Electoral reform involves not only changing how we vote, but how we’re represented in Ottawa. It seems likely that we will have a minority government next week with electoral reform a platform plank of a majority of the parties.
Will anyone actually make a change?
Bill Phillips is a freelance columnist living in Prince George. He was the winner of the 2009 Best Editorial award at the British Columbia/Yukon Community Newspaper Association’s Ma Murray awards, in 2007 he won the association’s Best Columnist award. In 2004, he placed third in the Canadian Community Newspaper best columnist category and, in 2003, placed second. He can be reached at billphillips1@mac.com



Both Mulcair and Trudeau indicated today that they would not support a throne speech given by Stephen, so that minority government would have a life expectancy less than that of a fruit fly!

If by some wonderful chance Trudeau forms a minority government, it would be so advantageous to have Tracy Calegheros as our MP. If Todd wins, then we can look forward to another 4 years of being ignored.

Will anyone actually make a change ? If the Greens hold the balance of power , yes .

There are more than 500 (five hundred) staff in Stephen Harper’s sprawling Prime Minister’s Office, about 100 more than when he took office in 2006.

After we elect a government by whatever method we must keep an eye on it during the time between elections. Just imagine how hard these handpicked people are working to keep Stephen in office and preserve their jobs!

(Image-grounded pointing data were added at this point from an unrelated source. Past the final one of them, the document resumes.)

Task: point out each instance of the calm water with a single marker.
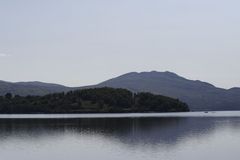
(139, 138)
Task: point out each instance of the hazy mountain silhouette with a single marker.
(197, 94)
(30, 88)
(200, 96)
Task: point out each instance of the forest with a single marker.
(95, 100)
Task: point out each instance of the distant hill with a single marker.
(198, 95)
(30, 88)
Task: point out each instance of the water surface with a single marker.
(118, 138)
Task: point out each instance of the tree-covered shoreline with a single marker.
(96, 100)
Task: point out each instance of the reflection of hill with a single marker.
(130, 131)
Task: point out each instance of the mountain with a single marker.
(30, 88)
(200, 96)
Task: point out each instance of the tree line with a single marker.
(96, 100)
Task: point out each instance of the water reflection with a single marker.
(128, 131)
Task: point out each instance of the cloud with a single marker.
(4, 55)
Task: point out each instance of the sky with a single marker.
(84, 42)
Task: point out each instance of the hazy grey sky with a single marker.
(81, 42)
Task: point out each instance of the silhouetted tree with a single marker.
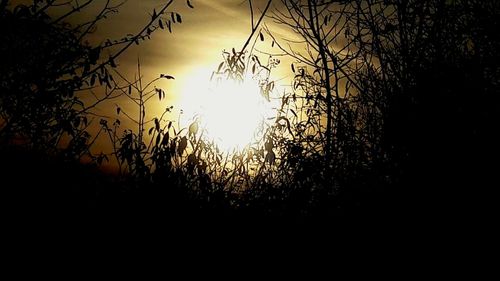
(51, 76)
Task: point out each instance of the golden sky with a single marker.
(193, 48)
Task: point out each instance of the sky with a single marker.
(191, 52)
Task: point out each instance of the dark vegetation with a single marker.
(390, 119)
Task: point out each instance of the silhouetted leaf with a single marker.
(270, 157)
(220, 66)
(157, 124)
(158, 139)
(167, 76)
(182, 145)
(193, 128)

They come up with lies (in Con attack ads in Chinese) that Justin wants to sell pot to children in corner stores and that Justin will put brothels into their neighbourhoods (CBC One)! All paid for by us, the taxpayer.

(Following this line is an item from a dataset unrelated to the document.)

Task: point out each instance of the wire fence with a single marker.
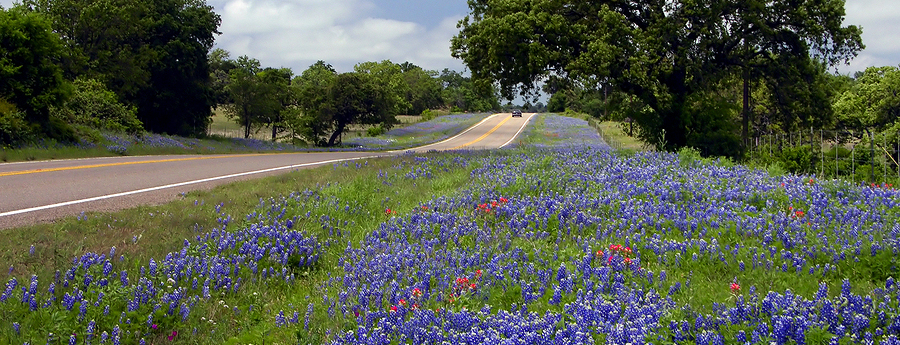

Regardless of who becomes govn’t, although I do believe it will be a minority liberal govn’t – Tracy Calogheros is the right choice for Cariboo-Prince George.

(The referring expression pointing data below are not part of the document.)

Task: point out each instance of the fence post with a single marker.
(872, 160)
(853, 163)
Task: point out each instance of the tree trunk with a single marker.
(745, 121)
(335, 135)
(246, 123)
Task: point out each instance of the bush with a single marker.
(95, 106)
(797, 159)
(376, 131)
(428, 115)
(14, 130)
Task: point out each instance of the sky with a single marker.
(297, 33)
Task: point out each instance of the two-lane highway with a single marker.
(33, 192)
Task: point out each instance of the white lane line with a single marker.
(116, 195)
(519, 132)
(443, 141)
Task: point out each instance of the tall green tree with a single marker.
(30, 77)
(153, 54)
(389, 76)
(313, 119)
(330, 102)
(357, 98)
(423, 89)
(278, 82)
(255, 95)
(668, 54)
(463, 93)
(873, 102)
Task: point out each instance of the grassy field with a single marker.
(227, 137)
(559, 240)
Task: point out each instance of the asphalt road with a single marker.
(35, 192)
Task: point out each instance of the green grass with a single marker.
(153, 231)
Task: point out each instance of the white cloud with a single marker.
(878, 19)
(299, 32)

She’s a very smart, driven individual, who wasn’t afraid of calling Todd out on his lies.

Todd avoided most of the debates. I hope we’ve learned our lesson the last 22 years and elect a competent MP

” You’ve got to remember that west of Winnipeg the ridings the Liberals hold are dominated by people who are either recent Asian immigrants or recent migrants from eastern Canada : people who live in ghettos and who are not integrated into western Canadian society.”
Stephen Harper Jan 2001

Stephen Harper – contempt for parliament, contempt for Canadians.

I HOPE WE GET A MINORITY GOVERNMENT. Harper quits, we get a real leader for the conservative. go back to the polls. :-)


Cons are like the republicans in the states. Claim they know best, but their policies benefit the few.

The hogwash never seems to stop. Our system of Government has never relied on a majority of voters forming the Government. We have always had the system that the party that gets the most seats forms the Government. This is the way it is. In some instances you might have a majority Government with a majority of the popular vote, however with three parties running this rarely happens.

So the party with the most seats wins the elections. That should not be to hard to understand,. Once elected the MP represents all the people in the riding. He does not know who in the riding voted for him or against him, because we have a secret ballot. So he represents the riding, and if he gets a new airport runway, a new highway, or gets some money for a sewer system or whatever we all benefit.

So the system itself works just fine. The problem comes from those politicians who do not get elected, and what to sit at the table and collect big salaries, and pretend that they are representing someone. To them I suggest that they get more involved, work harder, and if that fails join a party that will elect them.